Housing and Urban Development Act of 1965
- Long title: An Act to assist in the provision of housing for low- and moderate-income families, to promote orderly urban development, to improve living environment in urban areas, and to extend and amend laws relating to housing, urban renewal, and community facilities
- Enacted by: the 89th United States Congress
- Effective: August 10, 1968

Citations
- Public law: 89–117
- Statutes at Large: 79 Stat. 451

Codification
- Titles amended: Housing Act of 1949

Legislative history
- Introduced in the House as H.R. 7984 on March, 1968; Committee consideration by Banking; Passed the House on June 30, 1968 (245-169); Passed the Senate on July 15, 1965 (54-30); Signed into law by President Lyndon B. Johnson on August 10, 1965;

= Housing and Urban Development Act of 1965 =

US Act of Congress

The Housing and Urban Development Act of 1965 () is a major revision to federal housing policy in the United States which instituted several major expansions in federal housing programs.
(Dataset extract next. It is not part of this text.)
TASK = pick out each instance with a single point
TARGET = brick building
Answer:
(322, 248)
The United States Congress passed and President Lyndon B. Johnson signed the legislation on August 10, 1965. Johnson called it "the single most important breakthrough" in federal housing policy since the 1920s. The legislation greatly expanded funding for existing federal housing programs, and rolled-out the precursor to the Section 8 housing program to provide rent subsidies for the elderly and disabled; housing rehabilitation grants to poor homeowners; provisions for veterans to make very low down-payments to obtain mortgages; new authority for families qualifying for public housing to be placed in empty private housing (along with subsidies to landlords); and matching grants to localities for the construction of water and sewer facilities, construction of community centers in low-income areas, and urban beautification. Four weeks later, on September 9, President Johnson signed separate legislation establishing the Department of Housing and Urban Development ().